Estrogen-progestogen replacement therapy (HRT) may be associated with deterioration of insulin sensitivity in comparison to estrogens alone, which tend to improve insulin sensitivity in postmenopausal women. Insulin sensitivity with the use of continuous combined 17-β estradiol/norethis-terone acetate (E2/NETA) preparations has not been examined before in postmenopausal women.
In a double-blind randomized parallel study, we evaluated the effect of 2 mg E2/1 mg NETA (high dose E2/NETA), 1 mg E2/0.5 mg NETA (low dose E2/NETA), or placebo (P) on the insulin sensitivity index (S1) in three groups (18 women/group) of postmenopausal nondiabetic women (follicle stimulating hormone [FSH] > 40 mlU/mL, mean ± SD) aged 56 ± 3 years, BMI 25 ± 4 kg/m2, cholesterol 233 ± 42 mg/dL, and triglycerides 87 ± 36 mg/dL. Insulin sensitivity was measured by means of a two-step hyperinsulinemic euglycemic glucose clamp (insulin infusion rate, 0.25 and 1.0 mU/kg/min for 120 min each) at baseline and after 3 months of daily administration of high dose E2/NETA, low dose E2/NETA, or P. Analysis was performed assuming equivalence of start-end changes of insulin sensitivity among treatment groups (Anderson-Hauck test).
S1 was 7.7 ± 2.9,7.5 ± 3.4, 6.8 ± 2.2 at baseline and 6.3 ± 3.0,7.9 ± 2.5, 7.1 ± 3.1 mL/min/m2 per μ, U/mL 3 months after the administration of high dose E2/NETA, low dose E2/NETA, and P, respectively.
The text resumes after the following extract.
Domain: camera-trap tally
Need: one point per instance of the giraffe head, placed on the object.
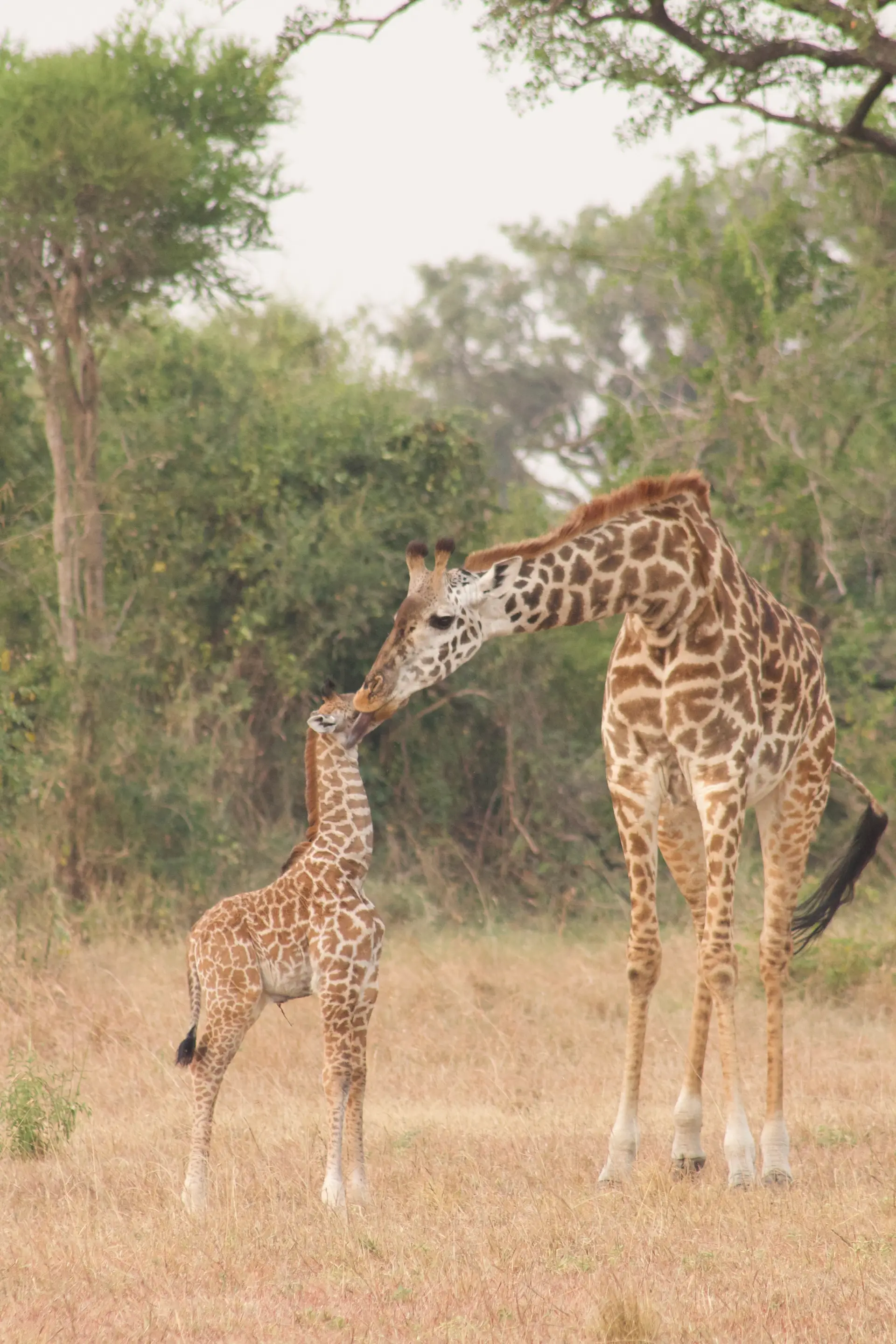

The low dose E2/NETA group had start-to-end changes of S1 which were equivalent to the P group (0.4 [95% confidence interval [CI] −0.8; 1.7] vs. 0.4 [-0.3; 1.0]) (p = 0.02). For the high dose E2/NETA group, equivalence could not be shown with either the P (p = 0.89) or with the low dose E2/NETA group (p = 0.90). S1 within the high dose E2/NETA group decreased by —1.5 (95% CI −2.7; −0.2) mL/min/m2 per μU/mL. HbA1c decreased from 5.3 ± 0.3 to 5.1 ± 0.3% within the high dose E2/NETA group (p < 0.03) and remained unchanged within the low dose E2/NETA and P group. Fasting plasma glucose, fasting serum insulin, and C-peptide, as well as triglycerides and BMI were comparable among the groups at baseline and after 3 months. Total cholesterol decreased by 12% and 8% in women treated with high dose and low dose E2/NETA (p < 0.02), respectively, and remained unchanged within the P group.
These results indicate that 3 months use of a low dose continuous E2/NETA preparation does not change insulin sensitivity in postmenopausal women. At high dose of E2/NETA, a modest decrease seems possible. The effects of E2/NETA on other parameters of carbohydrate and lipid metabolism are neutral or favorable.